Budi menegaskan bahwa saat ini solusi pembangunan menggunakan swadaya dari masyarakat sudah dibatalkan. Untuk itu, dirinya telah mengusulkan untuk melakukan pembangunan RKB menggunakan dana kompensasi kerja sama impor sampah antara Tangerang Selatan dengan Kota Serang.
“Masih ada waktu sampai Senin untuk daftar di dapodiknya. Kalau lewat hari Senin itu sudah tidak bisa. Nanti kita upayakan pembangunan dari CSR kerjasama Tangsel dengan Kota Serang,” ungkapnya.
Untuk diketahui, Pemprov Banten telah membentuk tim investigasi khusus terkait dengan pelaksanaan PPDB 2022. Tim investigasi itu dibentuk lantaran adanya laporan terkait dugaan pungutan liar pada sejumlah sekolah, salah satunya SMK Negeri 5 Kota Serang.
Penjabat (Pj) Sekretaris Daerah (Sekda) Provinsi Banten, Tranggono, mengatakan bahwa pihaknya telah membentuk tim investigasi, guna melakukan investigasi terhadap aduan-aduan masyarakat mengenai pelaksanaan PPDB lalu.
“Kami sudah membentuk di Inspektorat itu (tim investigasi) untuk menerima aduan-aduan dari masyarakat dan segera diinvestigasi. Nanti hasilnya langsung kasih ke saya,” ujarnya saat diwawancara di DPRD Provinsi Banten, Rabu (13/7).
Menurutnya, salah satu aduan yang sempat dirinya dengar ialah terkait dengan masuk sekolah dengan cara membayar sejumlah uang. Hal itu jika benar terjadi, sangat disesalkan olehnya mengingat bersekolah di sekolah negeri, biayanya sudah ditanggung oleh pemerintah.
“Kami tidak mau kalau mereka itu harus mengeluarkan uang untuk bersekolah. Padahal sekolah itu gratis kan, kenapa harus bayar,” tuturnya.

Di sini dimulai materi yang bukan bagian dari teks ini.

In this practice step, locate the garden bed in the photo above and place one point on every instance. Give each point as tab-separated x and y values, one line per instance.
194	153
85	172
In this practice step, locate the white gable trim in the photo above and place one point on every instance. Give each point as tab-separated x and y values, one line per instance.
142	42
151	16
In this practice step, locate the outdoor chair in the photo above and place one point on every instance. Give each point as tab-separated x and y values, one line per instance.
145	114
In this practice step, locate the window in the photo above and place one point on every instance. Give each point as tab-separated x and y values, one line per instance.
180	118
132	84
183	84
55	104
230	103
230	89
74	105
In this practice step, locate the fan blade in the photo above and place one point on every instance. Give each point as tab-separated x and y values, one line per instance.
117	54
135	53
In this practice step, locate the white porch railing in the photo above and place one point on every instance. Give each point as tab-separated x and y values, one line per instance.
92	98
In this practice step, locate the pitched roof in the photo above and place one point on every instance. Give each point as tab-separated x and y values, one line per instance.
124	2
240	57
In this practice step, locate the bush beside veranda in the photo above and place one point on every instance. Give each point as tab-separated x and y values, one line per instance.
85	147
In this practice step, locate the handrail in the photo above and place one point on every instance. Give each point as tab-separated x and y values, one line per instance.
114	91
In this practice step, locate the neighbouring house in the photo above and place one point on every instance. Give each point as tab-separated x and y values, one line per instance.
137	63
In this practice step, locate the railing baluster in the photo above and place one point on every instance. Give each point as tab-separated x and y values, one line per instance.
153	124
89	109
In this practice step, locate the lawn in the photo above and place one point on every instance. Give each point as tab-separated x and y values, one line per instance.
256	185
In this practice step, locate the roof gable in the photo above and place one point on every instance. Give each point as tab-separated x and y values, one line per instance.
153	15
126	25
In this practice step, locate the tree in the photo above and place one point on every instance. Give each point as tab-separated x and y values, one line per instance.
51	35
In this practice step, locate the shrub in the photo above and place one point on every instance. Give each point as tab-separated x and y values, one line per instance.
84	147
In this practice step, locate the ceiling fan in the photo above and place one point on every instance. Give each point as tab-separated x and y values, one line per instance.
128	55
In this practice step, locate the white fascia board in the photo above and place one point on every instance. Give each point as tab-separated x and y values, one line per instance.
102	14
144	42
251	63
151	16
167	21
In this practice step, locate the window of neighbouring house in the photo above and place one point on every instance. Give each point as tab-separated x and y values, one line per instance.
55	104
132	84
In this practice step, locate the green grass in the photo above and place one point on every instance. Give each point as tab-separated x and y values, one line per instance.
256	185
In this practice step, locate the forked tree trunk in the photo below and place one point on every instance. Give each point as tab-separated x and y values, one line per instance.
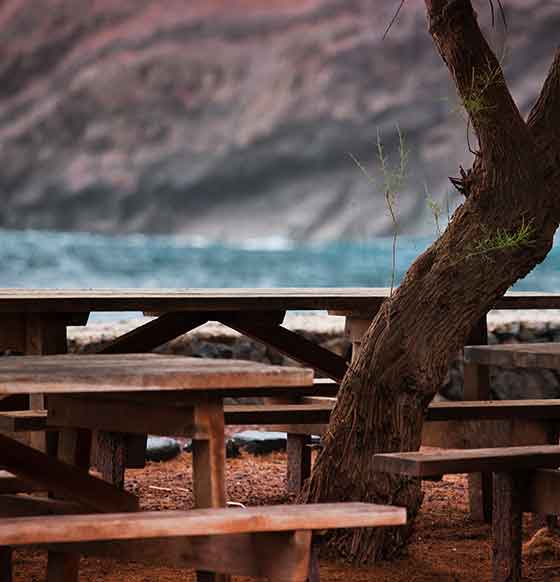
514	184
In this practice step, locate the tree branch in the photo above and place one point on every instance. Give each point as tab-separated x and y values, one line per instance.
501	131
544	119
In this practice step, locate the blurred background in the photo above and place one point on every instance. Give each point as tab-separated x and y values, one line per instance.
187	143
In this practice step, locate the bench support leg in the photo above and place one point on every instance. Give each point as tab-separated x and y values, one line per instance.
209	462
299	460
476	386
74	447
507	527
110	456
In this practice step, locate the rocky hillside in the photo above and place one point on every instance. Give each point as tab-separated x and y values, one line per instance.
234	118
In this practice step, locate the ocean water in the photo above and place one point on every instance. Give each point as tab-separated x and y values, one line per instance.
51	259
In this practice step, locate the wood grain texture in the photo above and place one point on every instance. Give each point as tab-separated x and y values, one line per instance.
541	492
506	527
66	374
215	521
293	345
316	412
361	300
423	464
122	416
10	483
30	505
545	355
63	479
276	556
155	333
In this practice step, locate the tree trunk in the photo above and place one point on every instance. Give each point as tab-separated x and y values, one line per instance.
512	188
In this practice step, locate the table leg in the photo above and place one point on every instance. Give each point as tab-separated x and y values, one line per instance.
209	463
74	447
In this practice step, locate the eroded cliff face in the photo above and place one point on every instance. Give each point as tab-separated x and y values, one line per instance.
234	118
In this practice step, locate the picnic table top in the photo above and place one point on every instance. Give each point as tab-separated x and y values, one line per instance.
343	299
79	374
541	355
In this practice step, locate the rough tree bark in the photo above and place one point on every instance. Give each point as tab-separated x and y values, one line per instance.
514	183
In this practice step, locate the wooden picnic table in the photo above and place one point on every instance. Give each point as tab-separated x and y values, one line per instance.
141	393
34	321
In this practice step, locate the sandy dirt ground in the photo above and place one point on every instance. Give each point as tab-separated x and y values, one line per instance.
446	545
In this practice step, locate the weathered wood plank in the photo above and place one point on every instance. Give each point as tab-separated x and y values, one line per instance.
275	556
364	300
63	479
543	355
122	416
155	333
441	462
168	300
29	505
315	412
10	483
293	345
203	522
140	373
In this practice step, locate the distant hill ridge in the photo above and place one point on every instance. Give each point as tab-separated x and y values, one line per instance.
231	119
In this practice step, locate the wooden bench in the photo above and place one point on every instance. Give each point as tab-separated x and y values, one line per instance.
273	541
448	424
524	479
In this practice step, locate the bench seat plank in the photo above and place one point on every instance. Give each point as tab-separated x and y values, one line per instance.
318	412
196	522
543	355
441	462
67	374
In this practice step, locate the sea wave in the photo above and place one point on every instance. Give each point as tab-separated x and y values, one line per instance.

Begitu pula dengan para pelajar atlet yang diduga mendapatkan diskriminasi dari sejumlah sekolah negeri di Kota Tangerang dan Kota Tangerang Selatan. Menurutnya, para atlet berprestasi seharusnya bisa berlanjut ke sekolah negeri tanpa susah.
“Nanti akan kami lihat. Jadi atlet-atlet yang baik itu harus bisa berlanjut tanpa susah seperti itu. Nanti akan kami lihat lagi ya terkait dengan itu,” terangnya.
Permasalahan atlet yang disebutkan oleh Tranggono adalah terkait, para pelajar yang memiliki sejumlah prestasi di beberapa bidang olahraga, yang mengalami diskriminasi dan perbedaan dengan cabang olahraga lainnya sehingga ditolak dari sekolah-sekolah negeri. Padahal mereka menyabet prestasi pada saat memperjuangkan daerahnya sendiri.
Seperti yang dialami oleh Rakha Ramadan, pelajar asal Tangerang Selatan. Ia yang merupakan atlet panahan memiliki segudang prestasi kemenangan di tingkat lokal, nasional bahkan internasional. Akan tetapi, 23 prestasi yang ditorehkan ternyata tidak bisa membuat dirinya diterima oleh SMAN 1 Kota Tangerang Selatan.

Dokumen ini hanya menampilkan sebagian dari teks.